Terror
On Sand Cats, Suffering, and the Self
I’ve been noticing this terror that rises in my chest. It shows up in different flavors, each one equally capable of stopping me in my tracks.
The first terror is about writing and teaching. God forbid I don’t say the thing that needs saying—the words that turn the tide, hit the nail on the head, deliver the healing I know is possible. But then there’s the flip side: the terror of actually doing it and sounding like some crazy idealistic person everyone writes off. What if I really say what I want to say and it’s misunderstood, misconstrued, or worse—ignored? This usually freezes me completely and makes me procrastinate. And then the first terror kicks back in because I’m not actually getting it out of me. It’s a fun little cycle.
Then there’s an entirely different terror, the kind that hit me yesterday: I can’t find the tiny slip of paper my son is attached to. He wants me to bring it to his grandma’s house tonight for pumpkin carving. It’s the image of a sand cat on a National Geographic card we ripped out of the back of a magazine. For some reason he’s really attached to it, and I don’t know where it is.
The terror of disappointing him, of letting him down, of bringing about grief in his little being—it’s clearly blown out of proportion, but in the moment it feels devastatingly real. He’s going to feel like the world is a cruel place. Like his mom doesn’t care about him and fails when she’s most needed.
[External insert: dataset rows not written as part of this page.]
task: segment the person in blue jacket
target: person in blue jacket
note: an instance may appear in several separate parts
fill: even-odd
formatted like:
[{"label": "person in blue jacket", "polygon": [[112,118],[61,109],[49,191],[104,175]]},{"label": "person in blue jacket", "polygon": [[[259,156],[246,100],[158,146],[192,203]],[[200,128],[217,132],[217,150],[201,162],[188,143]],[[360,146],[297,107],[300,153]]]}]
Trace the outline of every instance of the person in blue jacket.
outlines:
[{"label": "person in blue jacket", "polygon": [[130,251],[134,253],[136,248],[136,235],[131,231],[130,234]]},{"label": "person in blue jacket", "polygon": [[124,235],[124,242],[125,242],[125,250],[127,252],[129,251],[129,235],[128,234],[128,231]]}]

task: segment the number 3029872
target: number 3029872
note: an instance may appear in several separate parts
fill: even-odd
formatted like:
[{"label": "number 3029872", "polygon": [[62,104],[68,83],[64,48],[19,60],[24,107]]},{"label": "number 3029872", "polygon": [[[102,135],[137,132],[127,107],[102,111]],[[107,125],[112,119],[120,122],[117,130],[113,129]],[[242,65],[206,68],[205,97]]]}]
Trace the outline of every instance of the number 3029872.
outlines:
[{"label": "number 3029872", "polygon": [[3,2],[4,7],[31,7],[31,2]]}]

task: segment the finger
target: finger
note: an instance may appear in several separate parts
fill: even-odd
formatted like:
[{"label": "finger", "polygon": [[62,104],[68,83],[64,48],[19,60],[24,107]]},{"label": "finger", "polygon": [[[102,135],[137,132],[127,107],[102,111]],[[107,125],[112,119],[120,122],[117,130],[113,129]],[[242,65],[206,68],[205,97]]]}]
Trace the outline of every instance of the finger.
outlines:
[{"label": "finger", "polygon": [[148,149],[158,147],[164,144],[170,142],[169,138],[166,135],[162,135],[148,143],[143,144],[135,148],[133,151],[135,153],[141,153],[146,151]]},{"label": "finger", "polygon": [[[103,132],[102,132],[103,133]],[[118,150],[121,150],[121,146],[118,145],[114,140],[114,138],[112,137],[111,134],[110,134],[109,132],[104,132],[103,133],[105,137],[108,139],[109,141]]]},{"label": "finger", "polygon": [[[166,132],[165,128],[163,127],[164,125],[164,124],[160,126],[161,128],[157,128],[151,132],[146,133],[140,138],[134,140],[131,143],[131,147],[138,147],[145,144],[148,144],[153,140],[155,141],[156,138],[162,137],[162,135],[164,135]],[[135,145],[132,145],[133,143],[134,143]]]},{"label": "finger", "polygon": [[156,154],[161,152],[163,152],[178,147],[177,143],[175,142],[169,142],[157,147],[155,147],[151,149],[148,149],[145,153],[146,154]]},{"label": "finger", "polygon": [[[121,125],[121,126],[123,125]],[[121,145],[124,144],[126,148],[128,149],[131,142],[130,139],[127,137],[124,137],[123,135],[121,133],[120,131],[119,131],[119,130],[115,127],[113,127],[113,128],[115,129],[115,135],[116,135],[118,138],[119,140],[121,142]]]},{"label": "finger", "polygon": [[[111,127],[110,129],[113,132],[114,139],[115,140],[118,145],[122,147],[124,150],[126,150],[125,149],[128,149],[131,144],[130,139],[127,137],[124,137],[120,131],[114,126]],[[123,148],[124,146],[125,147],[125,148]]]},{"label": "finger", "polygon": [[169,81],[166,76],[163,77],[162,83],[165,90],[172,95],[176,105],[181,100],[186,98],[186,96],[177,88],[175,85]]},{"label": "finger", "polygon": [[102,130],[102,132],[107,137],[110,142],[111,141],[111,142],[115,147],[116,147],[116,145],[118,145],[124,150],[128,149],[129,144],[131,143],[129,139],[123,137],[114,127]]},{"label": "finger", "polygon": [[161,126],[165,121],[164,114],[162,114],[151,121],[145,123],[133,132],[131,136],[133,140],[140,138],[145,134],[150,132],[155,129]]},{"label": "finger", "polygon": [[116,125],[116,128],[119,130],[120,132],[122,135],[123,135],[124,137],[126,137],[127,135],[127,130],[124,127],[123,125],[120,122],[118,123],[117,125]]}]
Part of me knows this is a good lesson because the world is kind of unfair and sometimes cruel, so maybe it’s good that he learns this now. But the other part of me—the part that feels the raw nerve of that terror—hates that there are constant tragedies and disappointments in this life. I feel a primal urge to protect my beloved son from that despair.
Really though? I’m doing some major projecting onto him, because it is I who feel the despair. Especially with my Enneagram Seven nature (the type that sees infinite beautiful possibilities in everything), when potential isn’t realized—even in the minute example of my son not getting his beloved cat card—I feel devastated.
I know I sound nuts. I know I’m drowning in first-world problems. But here’s the thing: this is the stuff we’re all daily struggling with in our own ways. Suffering. Dukkha, as the Buddhists call it. Things don’t turn out the way we want them to. Things happen in ways we dislike. We want life to give us joy, bliss, ease, flow, and comfort. We cringe away from life when it gives us pain, sorrow, unfairness, and discomfort. We crave some states of experience and avert our hearts and energy away from others. We cling to pleasant sensations and reject unpleasant ones.
We are not going to get free of this cycle of craving and aversion any time soon, if ever. Maybe that’s not even the goal. Because if we keep that as the goal, we’re just caught in the same cycle—craving to be free of craving and aversion!
So what’s the aikido-like move? The jump into hyperspace? The best idea I’ve had is to learn to see the bigger picture and realize that the “me” I’ve been so convinced I am is not really who “I” am. What if I can witness the craving and aversion happening in my human body and mind without being compulsively compelled to act on them? What if I begin to operate from a vaster field that is not tied up in the craving and aversion—a field that contains these tendencies just as a vast sky contains a few scattered clouds, but which cannot be defined by them?
And what does this all have to do with a National Geographic card of a sand cat and the experience I call “terror” in my body?
On a basic level, it doesn’t matter so much why I feel the terrors I feel. The reasons are aplenty and they’re going to be unique to each of us. What seems to matter much more is how we relate to and hold our experience of suffering. When I can sense into the larger view—that vastness that is much more the real me than the temporary form-body-identity I generally think is “me”—then I can hold that human experience I’m having in a non-reactive, compassionate embrace.
This vaster presence version of who I am does not (cannot) fix the problem of my pain. But through its very presence, the pain slowly releases and wholeness is restored, at least for the moment. And we can only really work with this moment anyway.
Even when I can’t find the sand cat card.

Wrestling with things like pain and terror is the human condition as you said. Sometimes it helps me to remember that I am, at a basic level, just like every other human alive on the planet. Not special, not specially singled out for bad feelings or hardship. It’s kind of a relief. Also, as I hope you know, you are an AMAZING mom and Kaba is NEVER going to think his mom doesn’t care about him.